Episode Four: Leading the Jesus Way
What does Jesus say on this issue?
KATE: How do we know a healthy tree from a not-so-healthy tree? By the fruit produced. A person’s charisma is balanced with healthy character, humility, openness, and accountability.
ROY: As Kate says, it’s by the fruits of their lives, what they express and impart to others, that Christlike purity, humility and godliness is revealed.
CRAIG: Leaders with no followers are individuals going for a walk, and Jesus was not afraid to call others to follow him. But he was also aware that there was a time and a place for both invitation and challenge. I recall Jesus’ brothers trying to bring him out of hiding during a popular festival. And when he urged someone he had healed not to tell anyone so he could melt into the crowd. He resisted every attempt to be defined as a miracle worker, and it is interesting that historians of the early church tell us that for the first three centuries of Christian history church leaders seem to have been almost embarrassed by the accounts of miraculous healings. The reason leaders of the early church were embarrassed? Because fake healers also abounded in Jesus’ day according to David Instone-Brewer (Senior Research Fellow in Rabbinics and the New Testament).
Kate used the word ‘fruit’, and I want to explore this in more depth because I think it is a key.
In Matthew 7 Jesus said: “by their fruit you will know them”. What did he mean by fruit? For me, there is only one list I will accept as genuine: love, joy, peace, forbearance, kindness, goodness, faithfulness, gentleness and self-control. The person who devotes time, energy and resources into producing this kind of fruit will be an individual who is self-aware, reflective, accountable and trustworthy.

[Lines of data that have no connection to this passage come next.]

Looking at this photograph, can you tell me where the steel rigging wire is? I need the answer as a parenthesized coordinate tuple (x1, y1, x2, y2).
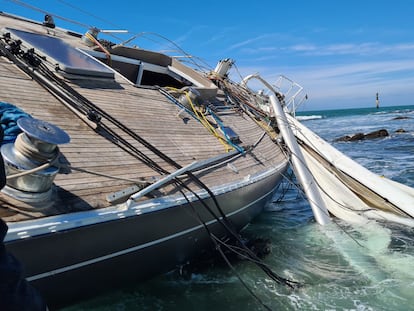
(0, 30, 299, 309)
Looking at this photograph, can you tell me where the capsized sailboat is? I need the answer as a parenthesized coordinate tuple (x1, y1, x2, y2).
(0, 10, 293, 308)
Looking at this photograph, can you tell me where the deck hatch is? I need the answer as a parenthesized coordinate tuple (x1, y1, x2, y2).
(5, 27, 114, 79)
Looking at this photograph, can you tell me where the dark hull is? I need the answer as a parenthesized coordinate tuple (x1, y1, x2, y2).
(5, 163, 288, 308)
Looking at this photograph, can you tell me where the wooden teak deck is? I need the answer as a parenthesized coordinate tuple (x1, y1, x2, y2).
(0, 13, 287, 222)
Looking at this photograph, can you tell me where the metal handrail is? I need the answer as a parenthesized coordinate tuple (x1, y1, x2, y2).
(273, 75, 307, 114)
(241, 73, 307, 116)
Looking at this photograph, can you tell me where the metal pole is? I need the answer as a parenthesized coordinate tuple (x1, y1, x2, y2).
(270, 95, 330, 225)
(127, 161, 199, 206)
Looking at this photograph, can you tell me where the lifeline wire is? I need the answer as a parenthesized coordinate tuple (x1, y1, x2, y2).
(0, 32, 299, 293)
(217, 75, 371, 248)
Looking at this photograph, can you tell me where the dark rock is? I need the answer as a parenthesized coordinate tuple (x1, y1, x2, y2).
(395, 128, 407, 133)
(333, 135, 349, 142)
(348, 133, 366, 141)
(364, 129, 389, 139)
(334, 129, 389, 142)
(392, 116, 411, 120)
(334, 132, 364, 142)
(334, 133, 360, 142)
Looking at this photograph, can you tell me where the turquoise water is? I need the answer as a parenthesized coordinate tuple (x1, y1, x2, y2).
(63, 105, 414, 311)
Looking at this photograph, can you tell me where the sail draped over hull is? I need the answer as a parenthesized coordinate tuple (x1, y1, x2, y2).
(286, 113, 414, 226)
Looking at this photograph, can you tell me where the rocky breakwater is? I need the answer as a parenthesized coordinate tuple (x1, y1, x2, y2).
(334, 129, 389, 142)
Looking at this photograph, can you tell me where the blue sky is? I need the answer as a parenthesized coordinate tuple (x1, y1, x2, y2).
(2, 0, 414, 110)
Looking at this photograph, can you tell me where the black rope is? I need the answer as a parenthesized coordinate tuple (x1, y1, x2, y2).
(0, 34, 237, 233)
(0, 35, 300, 293)
(36, 58, 242, 231)
(179, 188, 282, 311)
(212, 235, 273, 311)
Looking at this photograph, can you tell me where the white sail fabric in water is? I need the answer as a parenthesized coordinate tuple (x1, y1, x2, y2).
(287, 113, 414, 227)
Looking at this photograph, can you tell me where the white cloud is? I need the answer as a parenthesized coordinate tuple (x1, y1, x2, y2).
(290, 44, 317, 52)
(225, 36, 414, 59)
(227, 34, 273, 51)
(232, 58, 414, 110)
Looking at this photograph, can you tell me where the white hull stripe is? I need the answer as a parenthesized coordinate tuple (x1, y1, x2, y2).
(26, 188, 273, 282)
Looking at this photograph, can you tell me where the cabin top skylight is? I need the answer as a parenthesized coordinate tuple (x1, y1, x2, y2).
(5, 27, 114, 79)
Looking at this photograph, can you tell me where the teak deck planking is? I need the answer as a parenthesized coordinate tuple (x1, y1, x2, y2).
(0, 15, 287, 220)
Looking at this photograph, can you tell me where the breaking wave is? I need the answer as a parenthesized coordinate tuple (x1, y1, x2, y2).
(296, 115, 322, 121)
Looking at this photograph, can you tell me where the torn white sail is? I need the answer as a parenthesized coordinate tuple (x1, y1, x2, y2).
(285, 113, 414, 226)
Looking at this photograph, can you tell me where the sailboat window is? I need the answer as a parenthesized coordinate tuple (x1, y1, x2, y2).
(5, 28, 114, 79)
(85, 47, 192, 88)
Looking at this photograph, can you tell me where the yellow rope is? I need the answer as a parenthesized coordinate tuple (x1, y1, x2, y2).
(218, 79, 279, 140)
(85, 32, 112, 66)
(166, 87, 233, 152)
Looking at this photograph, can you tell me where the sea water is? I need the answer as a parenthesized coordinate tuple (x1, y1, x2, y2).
(63, 105, 414, 311)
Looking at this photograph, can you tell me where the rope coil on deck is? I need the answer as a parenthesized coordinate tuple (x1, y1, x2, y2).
(5, 133, 60, 180)
(14, 133, 59, 163)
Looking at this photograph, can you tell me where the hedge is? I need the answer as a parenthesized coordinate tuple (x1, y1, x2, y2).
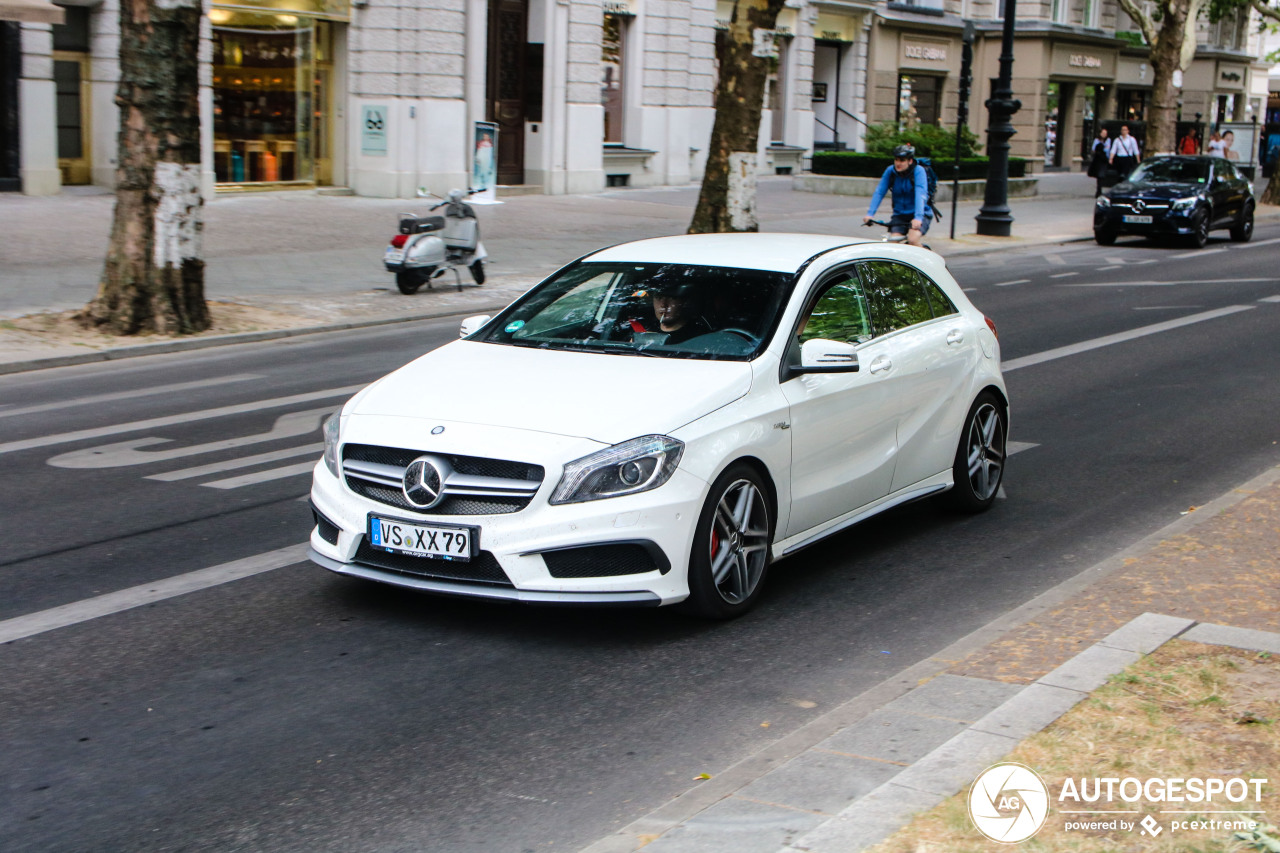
(811, 152, 1027, 180)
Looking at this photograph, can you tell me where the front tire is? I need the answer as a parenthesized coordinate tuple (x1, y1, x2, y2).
(1230, 204, 1254, 242)
(470, 259, 486, 284)
(946, 393, 1007, 513)
(1094, 229, 1117, 246)
(681, 464, 773, 619)
(1185, 209, 1209, 249)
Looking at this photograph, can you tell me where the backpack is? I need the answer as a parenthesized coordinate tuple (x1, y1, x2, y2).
(893, 158, 942, 221)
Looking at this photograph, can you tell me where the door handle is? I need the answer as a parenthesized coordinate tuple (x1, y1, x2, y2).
(869, 355, 892, 374)
(947, 329, 964, 345)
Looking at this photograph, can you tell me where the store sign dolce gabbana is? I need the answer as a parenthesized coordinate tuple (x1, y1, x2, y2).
(1050, 44, 1116, 79)
(900, 37, 955, 71)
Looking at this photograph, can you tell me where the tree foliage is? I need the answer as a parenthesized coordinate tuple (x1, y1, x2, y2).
(1113, 0, 1206, 157)
(862, 122, 982, 159)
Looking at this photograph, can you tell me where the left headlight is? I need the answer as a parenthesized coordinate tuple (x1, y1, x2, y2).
(1171, 196, 1198, 211)
(322, 412, 342, 477)
(550, 435, 685, 505)
(1096, 196, 1111, 209)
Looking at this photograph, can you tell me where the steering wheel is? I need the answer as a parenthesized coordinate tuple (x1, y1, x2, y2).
(719, 328, 758, 343)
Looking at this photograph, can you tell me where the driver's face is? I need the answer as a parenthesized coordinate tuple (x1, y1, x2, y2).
(894, 156, 912, 173)
(652, 293, 689, 329)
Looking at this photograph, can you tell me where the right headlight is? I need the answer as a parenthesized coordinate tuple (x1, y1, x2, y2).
(550, 435, 684, 505)
(322, 412, 342, 477)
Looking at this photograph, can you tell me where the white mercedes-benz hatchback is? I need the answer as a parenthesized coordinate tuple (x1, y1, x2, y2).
(309, 233, 1007, 618)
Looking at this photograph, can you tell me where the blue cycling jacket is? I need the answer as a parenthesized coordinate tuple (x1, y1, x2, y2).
(866, 164, 929, 221)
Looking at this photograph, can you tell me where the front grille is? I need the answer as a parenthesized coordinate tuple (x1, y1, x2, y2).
(342, 444, 544, 516)
(542, 543, 666, 578)
(354, 540, 513, 586)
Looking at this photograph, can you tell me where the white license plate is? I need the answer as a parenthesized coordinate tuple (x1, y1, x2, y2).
(1123, 215, 1153, 224)
(384, 247, 405, 263)
(369, 516, 474, 561)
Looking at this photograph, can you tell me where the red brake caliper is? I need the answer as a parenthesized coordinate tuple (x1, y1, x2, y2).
(710, 528, 720, 559)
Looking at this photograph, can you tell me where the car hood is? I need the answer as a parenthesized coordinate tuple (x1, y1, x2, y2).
(353, 340, 754, 445)
(1109, 181, 1204, 199)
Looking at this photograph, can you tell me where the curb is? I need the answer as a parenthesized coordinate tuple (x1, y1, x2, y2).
(779, 615, 1280, 853)
(577, 461, 1280, 853)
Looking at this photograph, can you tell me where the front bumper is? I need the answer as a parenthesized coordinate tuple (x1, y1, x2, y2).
(1094, 204, 1199, 236)
(308, 458, 708, 607)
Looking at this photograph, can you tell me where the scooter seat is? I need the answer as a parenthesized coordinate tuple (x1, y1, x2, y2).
(398, 215, 446, 235)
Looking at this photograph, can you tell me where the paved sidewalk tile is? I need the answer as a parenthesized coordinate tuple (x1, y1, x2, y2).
(781, 783, 947, 853)
(879, 673, 1023, 722)
(970, 682, 1087, 741)
(735, 750, 903, 815)
(886, 728, 1018, 797)
(818, 707, 969, 765)
(1037, 643, 1141, 693)
(640, 795, 827, 853)
(1098, 611, 1195, 653)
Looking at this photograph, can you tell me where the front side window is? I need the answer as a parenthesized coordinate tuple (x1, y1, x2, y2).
(477, 262, 793, 360)
(798, 275, 874, 345)
(858, 261, 934, 333)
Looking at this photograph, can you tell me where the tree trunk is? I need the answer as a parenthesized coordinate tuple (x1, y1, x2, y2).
(81, 0, 208, 335)
(688, 0, 786, 234)
(1143, 0, 1195, 157)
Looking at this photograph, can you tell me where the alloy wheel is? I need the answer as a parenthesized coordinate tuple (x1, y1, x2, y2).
(965, 403, 1005, 502)
(708, 479, 771, 604)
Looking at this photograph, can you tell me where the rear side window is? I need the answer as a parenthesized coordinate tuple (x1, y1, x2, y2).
(921, 275, 958, 318)
(857, 261, 933, 333)
(798, 275, 873, 345)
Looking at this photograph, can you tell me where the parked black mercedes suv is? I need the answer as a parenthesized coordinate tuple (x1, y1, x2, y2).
(1094, 155, 1255, 249)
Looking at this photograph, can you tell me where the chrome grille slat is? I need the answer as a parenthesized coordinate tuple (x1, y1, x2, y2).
(341, 443, 544, 515)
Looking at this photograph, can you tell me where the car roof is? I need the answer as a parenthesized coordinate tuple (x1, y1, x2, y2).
(585, 233, 875, 273)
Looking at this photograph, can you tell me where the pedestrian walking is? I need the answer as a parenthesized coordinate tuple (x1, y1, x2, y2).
(1206, 131, 1226, 158)
(1087, 128, 1111, 197)
(1109, 125, 1141, 181)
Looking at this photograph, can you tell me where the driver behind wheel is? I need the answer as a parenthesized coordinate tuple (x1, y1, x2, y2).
(626, 269, 713, 345)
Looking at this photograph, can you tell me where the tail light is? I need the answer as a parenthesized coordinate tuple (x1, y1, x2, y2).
(390, 234, 408, 248)
(984, 316, 998, 339)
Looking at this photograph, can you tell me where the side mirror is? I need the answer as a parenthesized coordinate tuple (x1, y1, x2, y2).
(797, 338, 860, 373)
(459, 315, 491, 339)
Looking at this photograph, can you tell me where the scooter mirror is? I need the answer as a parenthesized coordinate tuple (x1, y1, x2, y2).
(459, 315, 491, 339)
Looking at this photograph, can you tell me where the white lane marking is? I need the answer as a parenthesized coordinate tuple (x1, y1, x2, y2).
(1134, 259, 1158, 265)
(1134, 305, 1202, 310)
(1097, 266, 1122, 272)
(995, 279, 1030, 287)
(0, 544, 309, 644)
(1003, 305, 1255, 372)
(1049, 272, 1079, 279)
(1168, 248, 1228, 259)
(1260, 296, 1280, 303)
(0, 384, 364, 456)
(0, 374, 263, 420)
(1007, 441, 1038, 455)
(147, 443, 322, 481)
(202, 461, 318, 489)
(48, 408, 329, 469)
(1046, 254, 1066, 266)
(962, 287, 978, 292)
(1239, 237, 1280, 249)
(1063, 278, 1275, 287)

Introducing ‘God’ into the picture can complicate our judgement if we aren’t clear what fruit we are looking for because of a human tendency to attach the label ‘God’ to anything we don’t understand (God knows!), cannot explain (it must be God) or unexpectedly goes our way (Thank you God!). And susceptibility is heightened if, at some level which may be imperceptible to us, we are still on the lookout for proofs that God really exists (blessed are those who believe without miraculous proofs). I think this is the point at which we are open to being palmed off with a ‘fruit substitute’. So, the apparent success, breakthrough or miracle at the hands of charismatic individuals ‘must be God’ and the methods therefore can’t be questioned.
I can think of a friend I had to challenge because we got to the point where every conversation we had was about how what we were discussing would help to build ‘his ministry’. He became increasingly obsessed with watching DVDs from churches at the extreme end of prophecy and with everyone ‘experiencing the Father’s love’. It was clear to me, but not to him, that his deep need was for self-validation and those who followed him became his defences against this uncomfortable truth.
I think people and institutions who represent ‘God’ do face unique temptations and potential pitfalls. For me, the big question that flows from this is, ‘How is it possible to claim ‘God is at work’ doing x, y or z when the methodology is so unlike Jesus and there seems to be no evidence of human flourishing or lasting fruit?’ If Jesus only did what he saw the Father doing, should that not be some kind of yardstick for us?
SIMON: As has already been raised, the focus in the New Testament on fruit touches on the counter-cultural element of discipleship. This is most explicitly referenced in the conversations that Jesus has with his closest disciples. I feel certain that they reflect historical events, both during and after Jesus’ ministry. Why do we read several stories about the disciples fighting over their positions and wanting to know who Jesus is going to promote? Because these fights occur in every church, especially every church with men in leadership. The way that Jesus deals with these rutting stags is not just of historical interest: the gospel writers have put these stories there to teach us something important about what the way of the kingdom is like.
In Matthew’s Gospel, James and John’s mum is like every good mum: she wants the best for her sons. She approaches Jesus and asks him to promote her two boys. ‘You don’t know what you are asking,’ he replies. Indeed. When the other ten disciples of the inner circle hear about the approach, they are fuming. ‘But Jesus called them to him and said, “You know that the rulers of the Gentiles lord it over them, and their great ones are tyrants over them. It will not be so among you; but whoever wishes to be great among you must be your servant, and whoever wishes to be first among you must be your slave; just as the Son of Man came not to be served but to serve, and to give his life a ransom for many.”’ (Matthew 20:25-28 NRSV)
This is as total a refutation of monarchical leadership as is possible, and Jesus goes further: it is this posture of servanthood that is the essence of Jesus’ salvation mission. This way of being is not a management technique or success strategy, it is the gospel.